Seguimos hacia el morro del puerto, según él, allí veríamos bien el eclipse. Justo antes de llegar, cuando las luces se habían quedado atrás y mezclado con el viento en mi cara, el olor a él, su pelo revuelto, sus manos acariciando mi pierna, y mi pecho apoyado en su espalda… Pronunció muy despacio y con una voz grave que me hizo temblar, una palabra que hasta entonces nunca me había gustado demasiado: Violeta.
Al llegar al final, dejamos la moto y nos sentamos en una de las piedras que asomaban sobre el mar. Pasó su brazo por mi hombro y yo crucé  los míos sobre mi cintura con una vergüenza que ahora me da coraje. La luna desaparecía frente a nosotros, pero yo sólo podía sentir las manos de Miguel enredadas entre mi pelo. Nunca había pensado que algo así me podría ocurrir a mí y nunca que además pudiera sentirme tan especial como en ese momento él me estaba haciendo sentir.

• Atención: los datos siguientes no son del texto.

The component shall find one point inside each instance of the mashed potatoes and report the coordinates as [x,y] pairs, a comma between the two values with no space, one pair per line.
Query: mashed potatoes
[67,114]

Miguel García Moliner cogió mi barbilla y unió sus labios a los míos con la dulzura y el calor de todos los pasteles que habían pasado por sus manos. Mi piel ardía así por primera vez en mi vida y, me puse tan nerviosa, que lo único que se me ocurrió fue dar un salto y levantarme.
Miguel se puso de pie frente a mí, me abrazó, apartó el pelo de mi cara suavemente, y mirando de una manera que yo no sabía que se podía mirar, me dijo: No es posible estar más enamorado.
Sus labios volvieron a acercarse. Besó mi frente, mis mejillas, mis orejas, mi cuello y mi boca. Nuestras lenguas empezaron a jugar, despacio primero y deprisa después… Con dulzura primero y con pasión después… Sus brazos me apretaban como si mi cuerpo le estorbara para llegar a mí y nosotros nos mezclamos, no sé de qué manera, pero si sé que para siempre. Otra vez, se me olvidó sentir miedo.
Eran casi las diez cuando llegué a casa. Mi padre me regañó. Cené y me metía a soñar en mi cama.
Cuando desperté, la luz del sol lo estropeó todo. Mis miedos volvieron a aparecer y muchas otras cosas desaparecieron.
Lidia faltaba a nuestras reuniones en los jardines de la Facultad de Derecho, cada vez más frecuentemente.
A Anouk ya no le divertía escondernos el tabaco y aparecía y desaparecía sin motivo, hasta que al final, sencillamente, dejó de ser la Anouk que siempre habíamos visto.
Yo solamente intentaba no pensar... No permitía que me diera tiempo a otra cosa.
Y cada una por una razón que ni siquiera habíamos hablado entre nosotras, echamos a Miguel de nuestras vidas.
Nuestra ventana, dejó de ser nuestra ventana. Nuestro jardín, ya no fue más nuestro jardín. Nuestras conversaciones se murieron lentamente y todo lo que había sido un mundo perfecto durante meses, desapareció de repente.
Miguel empezó a salir con otra pandilla, a pasearse por mi calle en su moto, con sus novias, con sus botellas de ron y con todo lo que se pudiera fumar.
Las vidas de cada uno siguieron por sus caminos. Unos caminos que nunca han dejado de cruzarse. Y, no sé los demás, pero yo no recuerdo ninguna época de mi vida en que no me haya preguntado en algún momento: ¿qué habría pasado si, al día siguiente del eclipse, se me hubiese olvidado sentir miedo otra vez?